Il se rend compte que ses bras tremblent, raidis sur l’embrasure de la fenêtre. Mais il a besoin de ce soutien. Rêve-t-il ? Il était en train de vomir, à genoux dans une mare de sang, et maintenant il est ici.
Quand il pense pouvoir compter sur ses jambes, le cœur battant la chamade, il retourne se laisser tomber sur le bord du lit.
Du coin de l’œil, il voit une porte s’ouvrir à sa gauche, se dresse brusquement. Pendant un instant, une vague de soulagement le balaie. Il rêve, un rêve extraordinairement détaillé, mais il rêve.
« Tun’gâk ? »
Car ce petit vieillard a la même taille, la même démarche sautillante, la même barbiche blanche clairsemée sous les longues moustaches tombantes, les mêmes tatouages, la même face aussi ridée qu’une vieille pomme…

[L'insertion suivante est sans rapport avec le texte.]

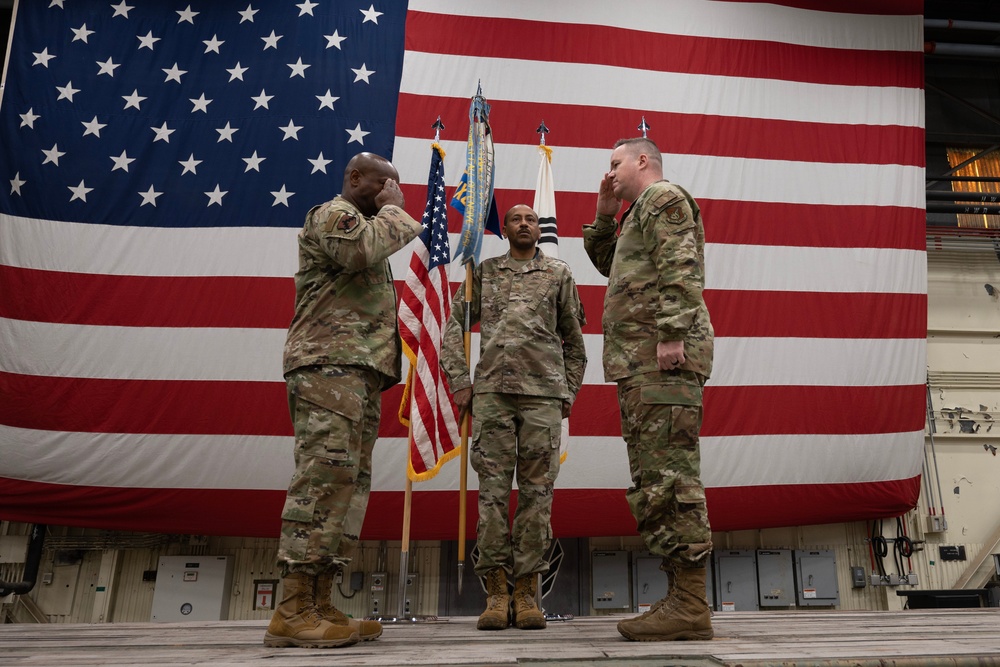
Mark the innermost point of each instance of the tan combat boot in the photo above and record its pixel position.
(685, 614)
(367, 630)
(497, 614)
(527, 615)
(297, 621)
(669, 568)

Mais les cheveux blancs sont rassemblés en une longue natte qui retombe sur l’épaule gauche ; il est chaussé de sandales et vêtu d’une tunique et d’un pantalon vert ornés de motifs rose et doré. Lorsqu’il entre dans la lumière de la fenêtre pour déposer sur la table basse le plateau qu’il tient, avec ses bols et ses plats, Pierrino se rend compte que le vieil homme doit être encore plus ancien que Tun’gâk, si c’est possible.
« Non », dit le vieillard, en français, et d’une voix bizarrement claire, « je suis l’autre. »
Pierrino se laisse retomber sur le lit sans comprendre.
« Mange, ajoute le vieillard. Tu en auras besoin. »
Pierrino secoue la tête. Il n’a pas faim.
« Où suis-je ? Comment suis-je arrivé ici ? »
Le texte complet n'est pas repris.